A maximum-severity authentication bypass in Cisco Catalyst SD-WAN Controller and Manager was disclosed by Cisco on February 27, 2026—but by that point, a sophisticated threat actor tracked as UAT-8616 had already been quietly operating inside target networks since at least 2023. Cisco Talos identified the exploitation campaign while investigating a live intrusion; the CVE didn’t exist in any advisory until Talos found it being weaponized.

Timeline

  • ~2023 — UAT-8616 begins exploiting CVE-2026-20127 against Cisco Catalyst SD-WAN deployments
  • Late 2025 — Cisco Talos detects active intrusion activity during an incident response engagement and identifies a novel auth bypass
  • February 27, 2026 — Cisco publishes advisory cisco-sa-sdwan-rpa-EHchtZk, disclosing CVE-2026-20127 (CVSS 10.0) with confirmed in-the-wild exploitation
  • Late March 2026 — Security researchers confirm widespread opportunistic scanning and exploitation beyond UAT-8616 targeting

What’s Vulnerable

CVE-2026-20127 affects two Cisco Catalyst SD-WAN components:

  • Cisco Catalyst SD-WAN Controller (formerly SD-WAN vSmart)
  • Cisco Catalyst SD-WAN Manager (formerly SD-WAN vManage)

An unauthenticated remote attacker can send a specially crafted request that bypasses the authentication layer entirely, logging in as a high-privileged internal user account. No credentials, no MFA bypass required — just network access to the management interface.

The Post-Exploitation Chain

The initial foothold is high-privileged but not root. UAT-8616 solved that with a technique worth understanding in detail: they deliberately downgraded the compromised controller to a build known to be vulnerable to CVE-2022-20775, a local privilege escalation disclosed in 2022. After exploiting CVE-2022-20775 to obtain root on the downgraded image, they restored the controller to its original software version. The result: root-level persistence on a controller that appears to be running its normal, expected software version.

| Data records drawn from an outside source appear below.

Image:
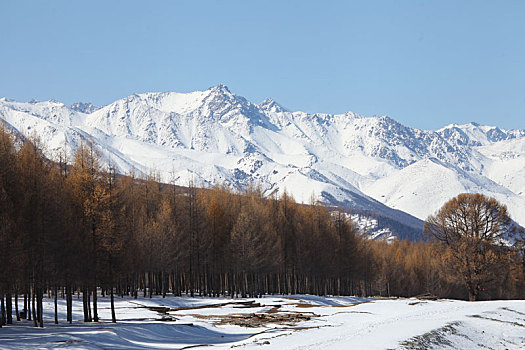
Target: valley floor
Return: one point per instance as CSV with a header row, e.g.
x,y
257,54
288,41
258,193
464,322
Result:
x,y
291,322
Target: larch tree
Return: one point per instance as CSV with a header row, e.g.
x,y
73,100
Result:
x,y
476,228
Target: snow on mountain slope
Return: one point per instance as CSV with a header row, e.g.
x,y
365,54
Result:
x,y
371,164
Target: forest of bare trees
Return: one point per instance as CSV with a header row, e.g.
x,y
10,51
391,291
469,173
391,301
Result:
x,y
81,232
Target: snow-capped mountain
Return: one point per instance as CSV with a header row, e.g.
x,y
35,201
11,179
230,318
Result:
x,y
372,164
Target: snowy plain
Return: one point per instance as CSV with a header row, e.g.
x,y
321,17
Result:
x,y
280,322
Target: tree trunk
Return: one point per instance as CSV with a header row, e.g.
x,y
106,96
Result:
x,y
33,308
95,310
56,305
16,306
113,317
40,296
69,304
9,308
2,308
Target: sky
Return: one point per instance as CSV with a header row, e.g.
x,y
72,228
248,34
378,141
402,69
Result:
x,y
424,63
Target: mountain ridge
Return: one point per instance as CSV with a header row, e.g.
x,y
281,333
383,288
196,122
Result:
x,y
215,136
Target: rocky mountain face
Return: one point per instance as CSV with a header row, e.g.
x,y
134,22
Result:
x,y
397,174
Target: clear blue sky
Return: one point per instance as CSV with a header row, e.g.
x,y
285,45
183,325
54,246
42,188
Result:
x,y
423,63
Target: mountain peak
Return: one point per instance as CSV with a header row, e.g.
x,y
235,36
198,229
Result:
x,y
219,88
272,106
84,107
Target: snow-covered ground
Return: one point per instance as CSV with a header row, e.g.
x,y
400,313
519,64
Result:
x,y
291,322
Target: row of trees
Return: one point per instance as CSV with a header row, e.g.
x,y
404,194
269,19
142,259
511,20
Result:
x,y
81,229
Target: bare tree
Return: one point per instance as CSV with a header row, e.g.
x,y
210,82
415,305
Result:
x,y
475,228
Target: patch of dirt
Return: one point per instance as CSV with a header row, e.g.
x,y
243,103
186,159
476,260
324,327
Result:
x,y
427,296
255,320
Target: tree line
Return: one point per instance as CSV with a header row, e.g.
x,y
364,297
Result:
x,y
80,231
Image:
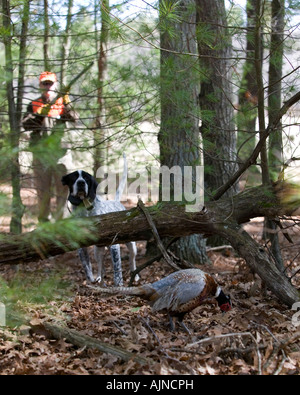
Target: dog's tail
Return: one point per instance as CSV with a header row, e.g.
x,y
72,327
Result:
x,y
123,180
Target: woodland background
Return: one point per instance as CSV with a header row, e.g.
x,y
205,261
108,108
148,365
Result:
x,y
169,83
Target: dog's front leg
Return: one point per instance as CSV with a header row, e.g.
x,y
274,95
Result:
x,y
115,253
99,253
132,254
85,260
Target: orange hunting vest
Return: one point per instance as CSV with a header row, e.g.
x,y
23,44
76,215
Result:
x,y
56,109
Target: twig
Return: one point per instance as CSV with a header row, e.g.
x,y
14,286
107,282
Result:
x,y
118,327
214,338
156,236
150,261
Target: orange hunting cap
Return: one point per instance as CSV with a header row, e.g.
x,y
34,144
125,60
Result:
x,y
48,76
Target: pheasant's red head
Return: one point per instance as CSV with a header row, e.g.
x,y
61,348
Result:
x,y
224,301
226,306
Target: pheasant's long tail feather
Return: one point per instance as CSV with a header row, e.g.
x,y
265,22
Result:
x,y
134,291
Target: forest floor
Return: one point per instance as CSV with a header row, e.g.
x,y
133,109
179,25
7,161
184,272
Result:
x,y
258,336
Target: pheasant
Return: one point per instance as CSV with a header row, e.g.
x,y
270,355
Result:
x,y
177,294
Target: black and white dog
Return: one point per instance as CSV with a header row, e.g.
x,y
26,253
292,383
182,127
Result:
x,y
83,195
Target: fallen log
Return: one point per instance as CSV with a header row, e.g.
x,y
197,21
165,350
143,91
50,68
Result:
x,y
222,217
82,340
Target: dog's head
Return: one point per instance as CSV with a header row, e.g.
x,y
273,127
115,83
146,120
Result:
x,y
81,185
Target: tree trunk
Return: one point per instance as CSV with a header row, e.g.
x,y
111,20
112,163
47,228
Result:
x,y
178,138
247,111
215,99
46,37
99,134
274,89
66,42
14,115
222,218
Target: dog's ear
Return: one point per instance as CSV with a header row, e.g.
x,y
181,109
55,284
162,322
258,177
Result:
x,y
64,180
92,188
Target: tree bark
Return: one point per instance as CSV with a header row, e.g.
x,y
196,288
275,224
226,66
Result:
x,y
247,111
101,47
215,98
179,137
222,218
65,47
14,111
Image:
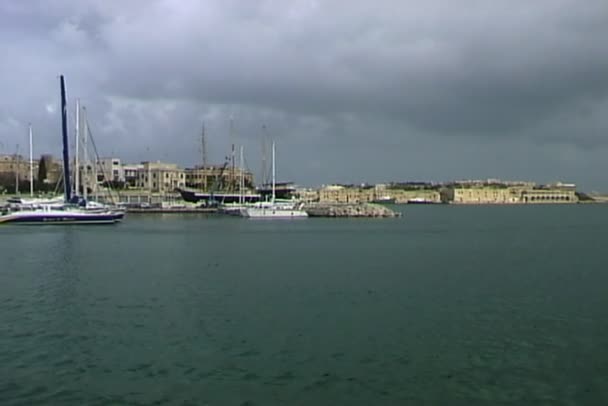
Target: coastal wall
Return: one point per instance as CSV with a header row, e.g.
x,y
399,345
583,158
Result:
x,y
508,195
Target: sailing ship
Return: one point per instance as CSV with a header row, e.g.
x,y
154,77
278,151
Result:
x,y
72,209
274,209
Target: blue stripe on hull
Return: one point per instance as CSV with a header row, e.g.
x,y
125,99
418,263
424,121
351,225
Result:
x,y
65,220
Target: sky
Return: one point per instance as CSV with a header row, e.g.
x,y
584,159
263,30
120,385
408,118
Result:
x,y
350,92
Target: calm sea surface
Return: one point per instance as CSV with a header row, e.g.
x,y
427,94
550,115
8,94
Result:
x,y
444,306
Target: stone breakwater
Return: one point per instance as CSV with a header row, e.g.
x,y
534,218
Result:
x,y
349,210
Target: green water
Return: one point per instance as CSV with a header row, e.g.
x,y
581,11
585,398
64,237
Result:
x,y
444,306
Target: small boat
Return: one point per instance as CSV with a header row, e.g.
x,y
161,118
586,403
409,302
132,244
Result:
x,y
274,209
72,209
384,200
420,200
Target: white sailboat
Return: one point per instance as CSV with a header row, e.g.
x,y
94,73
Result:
x,y
66,211
274,209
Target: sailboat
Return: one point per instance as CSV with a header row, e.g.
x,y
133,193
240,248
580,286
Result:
x,y
274,209
72,210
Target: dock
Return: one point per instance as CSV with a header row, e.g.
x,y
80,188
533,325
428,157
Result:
x,y
368,210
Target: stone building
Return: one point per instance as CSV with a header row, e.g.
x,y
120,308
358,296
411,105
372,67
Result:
x,y
160,177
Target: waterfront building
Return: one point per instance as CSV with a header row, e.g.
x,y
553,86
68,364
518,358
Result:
x,y
346,194
483,195
549,196
160,177
130,173
218,177
565,193
110,170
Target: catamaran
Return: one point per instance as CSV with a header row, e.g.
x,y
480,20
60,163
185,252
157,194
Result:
x,y
72,209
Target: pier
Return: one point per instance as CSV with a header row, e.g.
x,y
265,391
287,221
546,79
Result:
x,y
349,210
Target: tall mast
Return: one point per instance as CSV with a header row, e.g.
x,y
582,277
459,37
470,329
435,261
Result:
x,y
31,164
66,155
264,159
204,146
273,173
76,163
241,178
232,153
85,137
18,166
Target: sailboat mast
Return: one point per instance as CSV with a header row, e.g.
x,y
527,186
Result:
x,y
66,155
76,162
232,155
204,147
241,178
18,166
31,164
273,174
85,137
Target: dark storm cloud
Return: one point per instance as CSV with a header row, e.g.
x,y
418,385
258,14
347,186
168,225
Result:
x,y
357,81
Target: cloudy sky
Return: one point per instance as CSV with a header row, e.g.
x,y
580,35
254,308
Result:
x,y
365,91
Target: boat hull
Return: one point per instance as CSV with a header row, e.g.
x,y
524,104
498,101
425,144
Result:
x,y
60,218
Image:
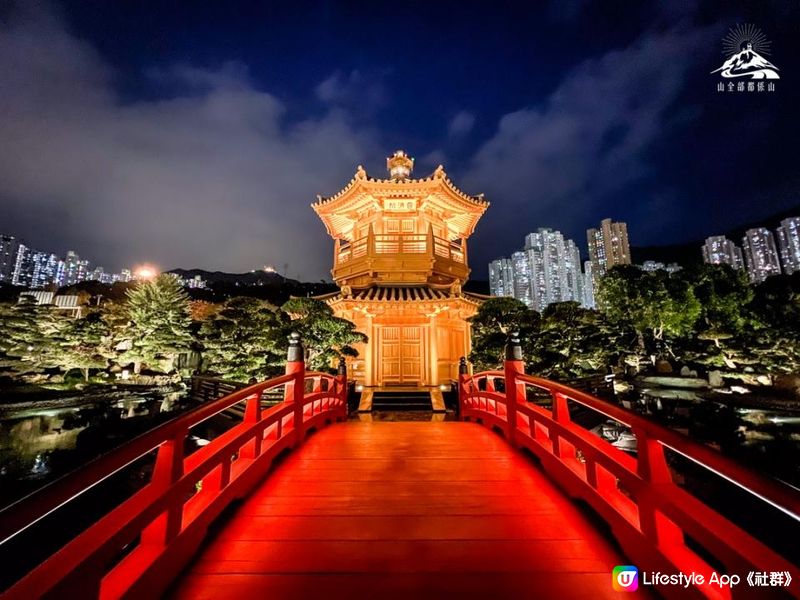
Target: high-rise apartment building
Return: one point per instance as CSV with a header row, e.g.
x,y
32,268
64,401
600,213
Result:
x,y
760,253
43,267
555,270
9,246
788,235
546,270
719,250
522,277
22,267
588,285
501,277
608,246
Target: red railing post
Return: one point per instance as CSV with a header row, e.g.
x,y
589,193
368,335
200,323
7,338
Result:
x,y
463,376
653,469
252,414
560,415
295,390
167,471
515,389
341,390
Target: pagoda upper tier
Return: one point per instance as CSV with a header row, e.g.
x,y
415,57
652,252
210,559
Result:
x,y
400,231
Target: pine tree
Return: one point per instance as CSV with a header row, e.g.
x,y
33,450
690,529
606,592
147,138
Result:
x,y
160,322
29,337
325,336
84,344
244,340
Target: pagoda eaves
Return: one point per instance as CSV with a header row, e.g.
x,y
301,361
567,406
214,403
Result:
x,y
436,193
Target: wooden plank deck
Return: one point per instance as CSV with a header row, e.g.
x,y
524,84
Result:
x,y
404,510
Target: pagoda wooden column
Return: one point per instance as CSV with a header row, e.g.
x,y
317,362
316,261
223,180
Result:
x,y
434,351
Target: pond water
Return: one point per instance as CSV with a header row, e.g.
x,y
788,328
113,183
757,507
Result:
x,y
766,439
40,440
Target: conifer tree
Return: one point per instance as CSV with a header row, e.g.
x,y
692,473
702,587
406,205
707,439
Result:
x,y
160,322
244,340
325,336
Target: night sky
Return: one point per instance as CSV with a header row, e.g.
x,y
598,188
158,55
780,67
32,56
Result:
x,y
190,135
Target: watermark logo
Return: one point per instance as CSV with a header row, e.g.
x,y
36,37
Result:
x,y
746,48
625,578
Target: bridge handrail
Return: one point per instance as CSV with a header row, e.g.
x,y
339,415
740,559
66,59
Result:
x,y
169,513
648,512
778,494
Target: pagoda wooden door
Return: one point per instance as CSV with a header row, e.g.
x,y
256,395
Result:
x,y
401,355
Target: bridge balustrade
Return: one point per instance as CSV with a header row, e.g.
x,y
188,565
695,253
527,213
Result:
x,y
157,530
658,523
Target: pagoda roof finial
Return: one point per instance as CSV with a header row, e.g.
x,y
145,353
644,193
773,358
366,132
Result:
x,y
400,165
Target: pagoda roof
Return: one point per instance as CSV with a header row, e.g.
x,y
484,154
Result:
x,y
401,294
340,211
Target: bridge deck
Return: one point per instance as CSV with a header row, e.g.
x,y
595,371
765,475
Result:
x,y
401,510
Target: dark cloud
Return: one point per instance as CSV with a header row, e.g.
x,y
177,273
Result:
x,y
461,124
213,177
589,140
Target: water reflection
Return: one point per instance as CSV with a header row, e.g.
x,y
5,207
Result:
x,y
40,441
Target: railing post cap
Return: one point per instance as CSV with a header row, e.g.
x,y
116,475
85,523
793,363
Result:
x,y
296,352
513,346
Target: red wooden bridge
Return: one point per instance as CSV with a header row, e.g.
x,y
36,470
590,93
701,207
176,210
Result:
x,y
407,509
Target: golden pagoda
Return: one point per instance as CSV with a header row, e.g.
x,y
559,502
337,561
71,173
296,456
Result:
x,y
400,260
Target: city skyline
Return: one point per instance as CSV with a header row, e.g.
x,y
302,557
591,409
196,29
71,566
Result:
x,y
184,147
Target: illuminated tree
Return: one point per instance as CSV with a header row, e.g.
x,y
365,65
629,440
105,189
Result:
x,y
325,336
244,339
29,337
495,319
83,344
159,329
659,307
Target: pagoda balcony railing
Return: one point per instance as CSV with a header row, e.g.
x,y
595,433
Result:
x,y
400,244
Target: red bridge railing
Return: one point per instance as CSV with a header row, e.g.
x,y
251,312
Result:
x,y
650,515
166,520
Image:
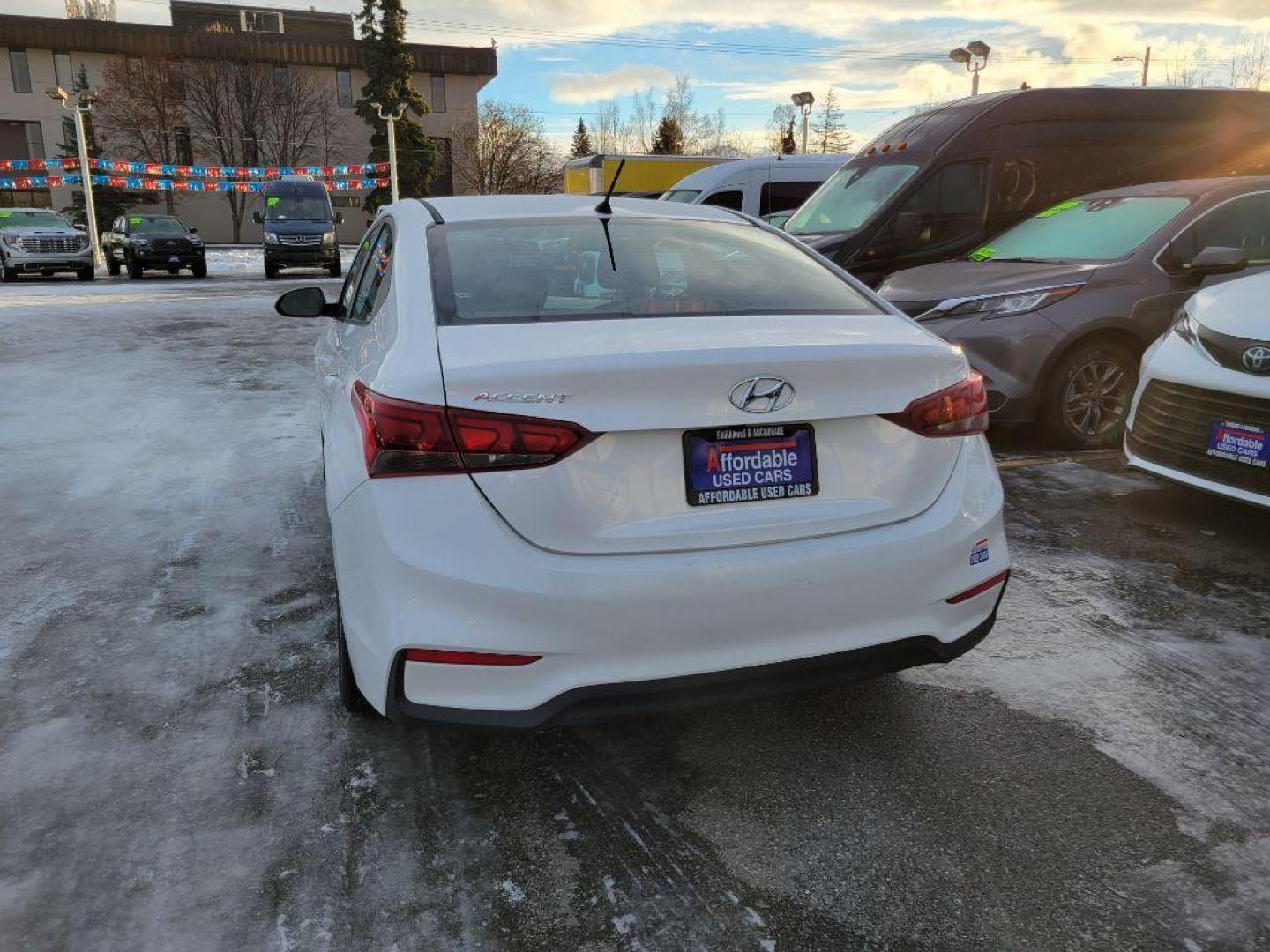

This isn’t just clever—it’s forensically hostile. A defender checking software versions post-incident would see nothing unusual. The downgrade and re-upgrade activity would appear in upgrade logs, but without the context of what happened between those events, it reads as administrative noise.

With root on the SD-WAN Controller, UAT-8616 joined rogue peers to the organization’s SD-WAN control plane and management plane. A Controller peer in an SD-WAN fabric can distribute routing policy, NAT policy, and application-aware routing configurations across the entire WAN fabric—affecting every branch, data center, and cloud uplink governed by that controller.

Why This Matters

SD-WAN controllers are among the highest-trust components in enterprise network architecture. They’re the policy engine for the entire WAN fabric. An attacker with root on a Controller can silently reroute traffic, insert interception points, or manipulate which paths specific application flows traverse—changes that are difficult to detect from the data plane alone.

The three-year exploitation window is the headline, but the real takeaway is that a CVSS 10.0 vulnerability existed in a widely deployed network management product for years without triggering detection. This was not lateral movement from another compromised host; it was direct unauthenticated access to the network control plane.

What to Do

  • Patch immediately. Apply the fixes in cisco-sa-sdwan-rpa-EHchtZk. If you can’t patch, restrict management-plane access to known administrative source IPs via ACLs as an interim measure.
  • Audit control connection peering events. Talos identifies these as the primary forensic indicator. Any control connection peering event in vManage or Controller logs that you can’t attribute to a known administrative action warrants immediate investigation. Look for unexpected vmanage peering types in particular.
  • Review software upgrade history. Look for unexpected downgrade/upgrade sequences on your SD-WAN Controllers going back to 2023. A downgrade followed by a re-upgrade within a short window (hours to days) on a production controller is suspicious.
  • Check for rogue SD-WAN peers. Enumerate all registered peers in your SD-WAN fabric and validate each one against your asset inventory. An unknown edge device or controller peer is a potential implant.
  • Rotate SD-WAN management credentials. If you can’t rule out exposure, treat all management-plane credentials as compromised and rotate them before repatching.
  • Verify policy integrity. Review current SD-WAN routing and application policies against a known-good baseline. A sophisticated actor with control-plane access would modify policies to achieve persistent traffic manipulation rather than obvious changes.

Patched versions are listed in the Cisco advisory; check your specific SD-WAN software train against the fixed release table.